Growing up in the pre-internet era, it took me a while to connect the dots between David Johansen, lead singer of the shambolic New York Dolls, and Buster Poindexter. From Pumps To Pompadour: The David Johansen Story, a cross-licensed Rhino compilation from 1995, provided a cheat sheet, emphasizing the records he cut between the Dolls and Buster—a period of time when he polished his racket in hopes of snaring a radio hit, eventually finding a home on a nascent MTV. Even with the aid of From Pumps To Pompadour, there didn't seem to be a straight line connecting the Dolls to Buster Poindexter.
Then again, there wasn't much straight about David Johansen's art. Sure, there's the aggressive androgyny of the Dolls—unlike, say, the bricklayers with boas in Slade, the Dolls seemed to enjoy wearing all the dimestore outfits they cobbled together—but his music also bent boundaries. Johansen discovered the transcendent in trash and divined the disreputable in the respectable, a talent evident in every phase of his career.
Maybe this fluidity is the reason he was able to sustain a career in showbiz. Unlike other original members of the New York Dolls, Johansen didn't crash to the ground when the band imploded not long after the release of Too Much Too Soon. He rallied, securing a contract with Columbia offshoot Blue Sky, then doing his damndest to streamline the chaos of the Dolls. Initially, he had the help of his old bandmate Sylvian Sylvian, who helps give 1978's David Johansen a serious kick, but he had good fortune in his collaborators: Mick Ronson co-produced the snappy In Style and Beach Boy associate Blondie Chaplin gave Here Comes The Night a gloss that reflected the mainstream without quite inhabiting it.
It didn't matter how hooky his songs were: if Johansen sang loud rock'n'roll, he stayed at the fringes of the mainstream. His charisma almost overpowered the music: he exaggerated his every move, taking no effort to modulate either his humor or heart. His dramatic instincts served him well on screen and in the guise of Buster Poindexter, a persona designed to entertain. When "Hot Hot Hot" succeeded beyond anybody's imagination, Johansen backed away from his invention, claiming that the song was "the bane of my life" in 2006. At that point, he made a clean break from Buster Poindexter. After recentering himself with his blues project the Harry Smiths, he improbably teamed with Sylvain Sylvain and Arthur Kane to reunite the New York Dolls. Kane died days after the first concert from the revamped Dolls but his bandmates soldiered on. One Day It Will Please Us To Remember Even This, the title of the first album from the reunited Dolls, suggests Johansen and Sylvain were keenly aware of the fleeting nature of time and the value of perseverance: this moment too shall pass, so celebrate it while it lasts.

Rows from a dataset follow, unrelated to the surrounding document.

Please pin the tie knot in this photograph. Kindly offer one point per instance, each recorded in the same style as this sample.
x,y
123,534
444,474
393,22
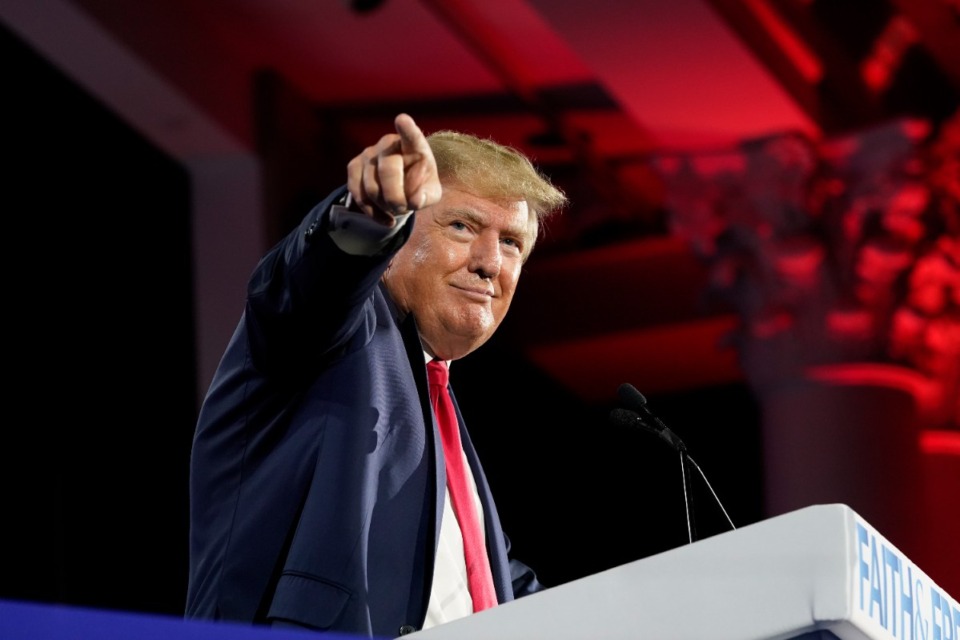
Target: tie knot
x,y
437,373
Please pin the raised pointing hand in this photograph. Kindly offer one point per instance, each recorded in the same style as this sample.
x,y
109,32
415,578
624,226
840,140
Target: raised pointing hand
x,y
396,175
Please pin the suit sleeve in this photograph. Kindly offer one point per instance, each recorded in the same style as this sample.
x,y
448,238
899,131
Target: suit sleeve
x,y
308,298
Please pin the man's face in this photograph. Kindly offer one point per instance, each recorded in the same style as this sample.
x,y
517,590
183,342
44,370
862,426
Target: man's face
x,y
458,271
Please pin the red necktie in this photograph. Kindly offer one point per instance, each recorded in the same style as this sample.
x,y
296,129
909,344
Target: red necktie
x,y
474,549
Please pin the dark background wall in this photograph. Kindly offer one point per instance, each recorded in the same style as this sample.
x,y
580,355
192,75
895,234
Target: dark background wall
x,y
100,384
102,389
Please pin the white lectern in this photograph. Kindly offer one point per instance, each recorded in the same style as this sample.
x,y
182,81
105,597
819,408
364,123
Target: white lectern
x,y
818,572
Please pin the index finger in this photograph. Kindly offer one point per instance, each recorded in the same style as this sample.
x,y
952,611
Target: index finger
x,y
412,140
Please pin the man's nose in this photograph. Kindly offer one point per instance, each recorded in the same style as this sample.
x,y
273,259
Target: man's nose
x,y
486,257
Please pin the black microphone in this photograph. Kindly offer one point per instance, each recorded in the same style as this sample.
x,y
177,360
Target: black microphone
x,y
635,401
631,419
639,415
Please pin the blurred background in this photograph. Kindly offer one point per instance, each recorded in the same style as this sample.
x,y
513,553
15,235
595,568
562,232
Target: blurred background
x,y
763,238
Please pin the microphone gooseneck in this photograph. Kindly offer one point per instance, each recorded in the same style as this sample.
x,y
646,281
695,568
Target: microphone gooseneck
x,y
638,415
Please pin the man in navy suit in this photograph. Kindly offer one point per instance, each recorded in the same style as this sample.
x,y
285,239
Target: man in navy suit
x,y
317,485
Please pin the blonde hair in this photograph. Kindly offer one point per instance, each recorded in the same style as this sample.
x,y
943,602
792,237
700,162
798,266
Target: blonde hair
x,y
492,170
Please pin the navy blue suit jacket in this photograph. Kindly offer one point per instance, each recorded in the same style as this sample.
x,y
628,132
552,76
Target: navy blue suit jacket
x,y
316,472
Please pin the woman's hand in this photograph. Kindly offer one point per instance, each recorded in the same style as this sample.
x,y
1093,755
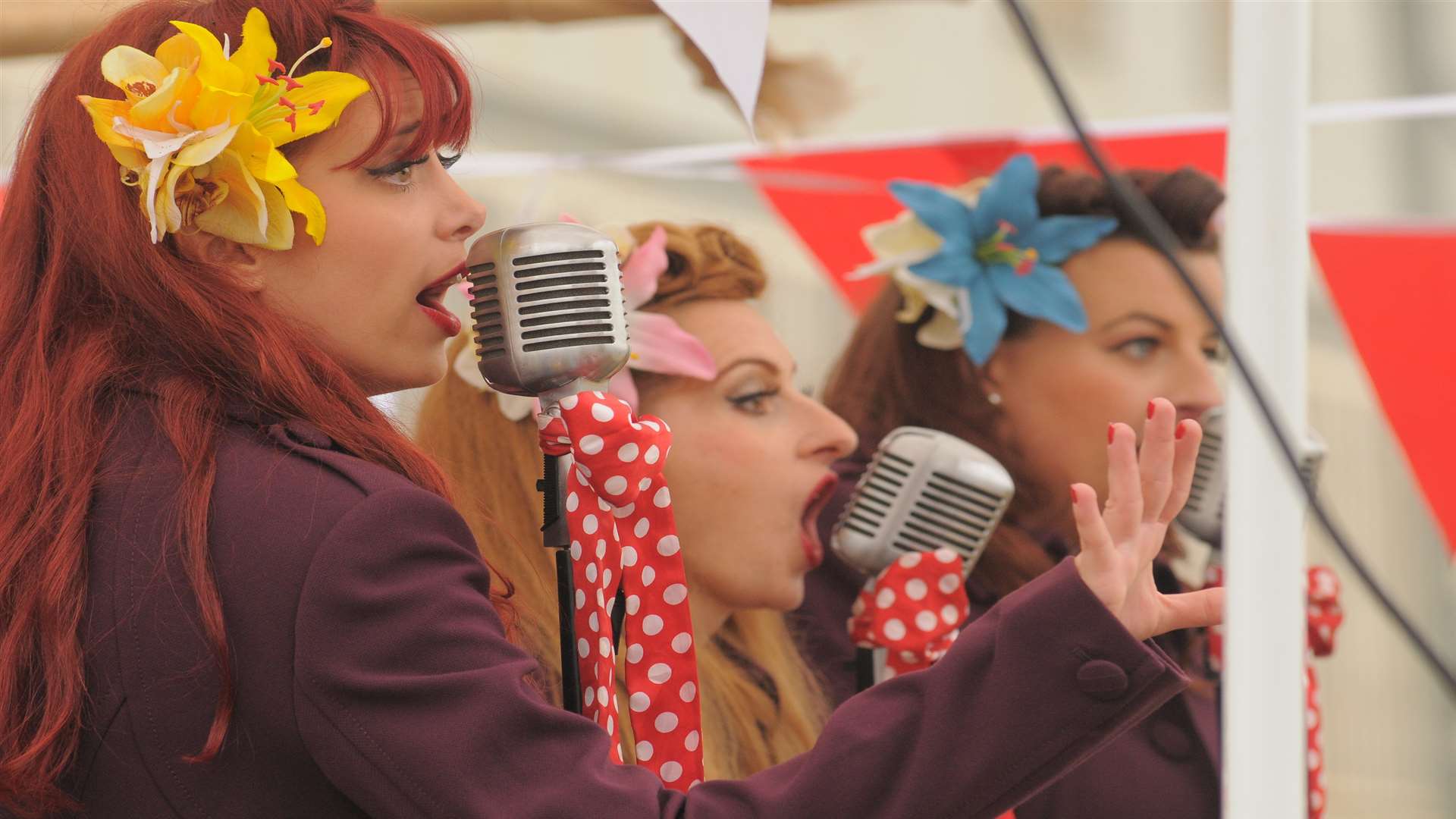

That manifesto kept the Dolls alive through two further records—including 'Cause I Sez So, a 2009 reunion with their original producer Todd Rundgren—then Sylvain died in 2021. By that point, Johansen made peace with his Buster Poindexter character, launching the cabaret show Poindexter Sings Johansen. Martin Scorsese used one of those concerts at Café Carlyle as the foundation of Personality Crisis: One Night Only, a 2023 portrait of Johansen. Personality Crisis: One Night Only is one of those documentaries that become more valuable after the passing of its subject. While it doesn't quite convey the cataclysmic energy of those early Dolls shows—a nearly impossible task—it does remove the boundaries separating the artist and personas. Unlike any article I've read or album I've heard, it explains what connects the New York Dolls to Buster Poindexter and beyond, capturing a uniquely American musician who could sense what makes Delta blues and girl group pop equally invigorating.